El dramático momento en que soltó a la mascota
Camilo, el encargado del inmueble donde se iniciaron los hechos, relató en el programa A la Barbarossa el instante exacto en que la joven de 23 años se desprendió del animal en plena calle:
“Ella estaba con un perrito y en un momento lo suelta. Yo lo logro agarrar y lo contengo. Me quedé con el perrito. Vi a una persona que estaba tratando de contener a otra que estaba muy mal y evitar que se la lleve puesta un auto”, detalló el trabajador sobre la desesperada reacción de Moyano para protegerla.

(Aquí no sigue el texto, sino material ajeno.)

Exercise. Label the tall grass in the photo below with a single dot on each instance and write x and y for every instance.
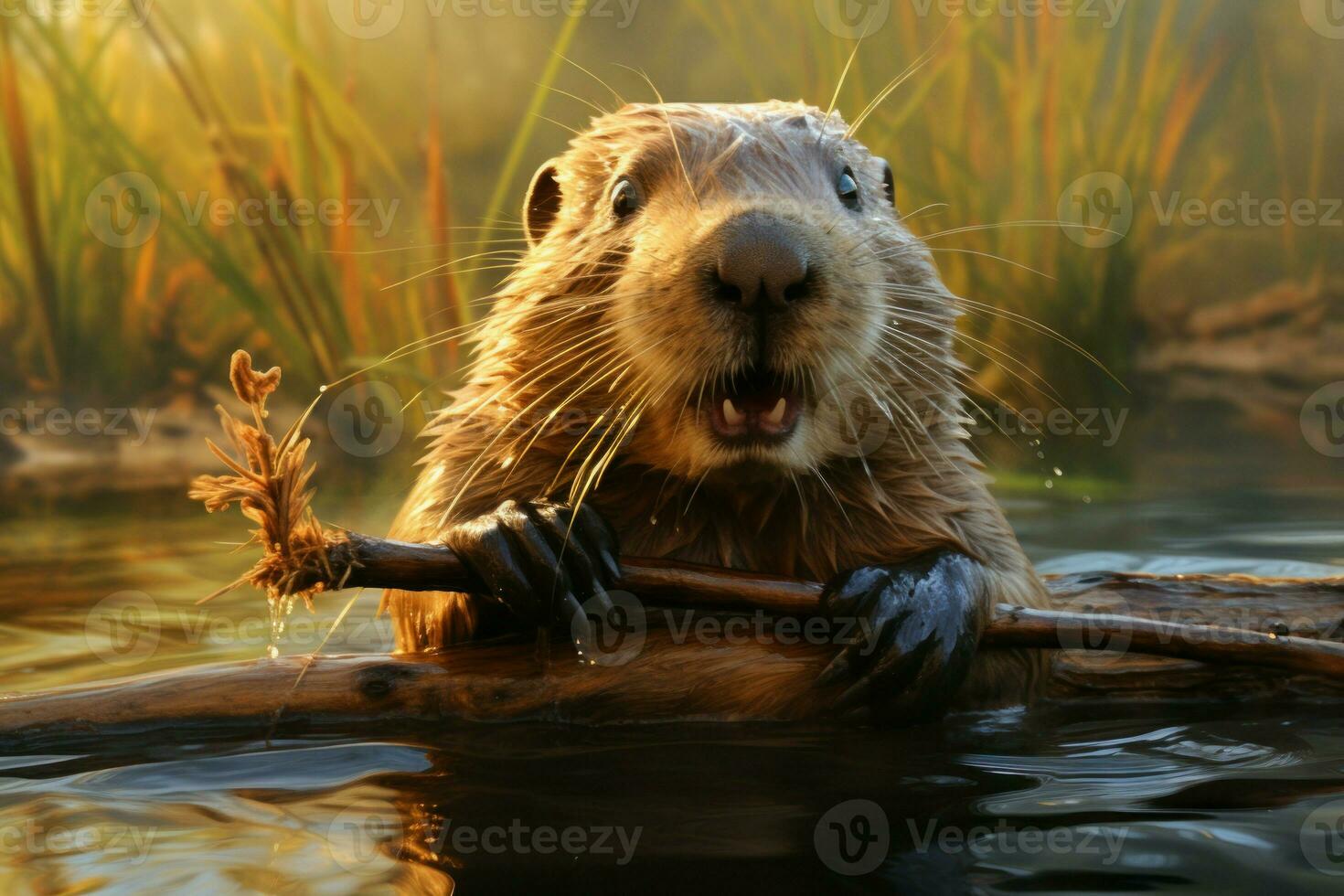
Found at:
(1004, 114)
(987, 134)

Según explicó el testigo, la secuencia duró unos cinco minutos en los que la influencer —descalza y muy alterada— intentó subirse a un colectivo para alejarse del lugar antes de ser interceptada por los efectivos policiales.
De L-Gante a la custodia de los vecinos: la historia de “Mafia”
El suceso derivó en un curioso recorrido para la mascota que presenció el brote psicótico de la joven. Tras ser rescatada por el encargado en la calle, la bulldog francés quedó al cuidado momentáneo de una vecina del edificio hasta que Diego, el chofer de Facundo Moyano, fue a retirarla.
La periodista Pía Shaw reveló al aire que la perra, llamada “Mafia”, perteneció originalmente a Elián Valenzuela (L-Gante) antes de pasar a manos de Candela Arizaga.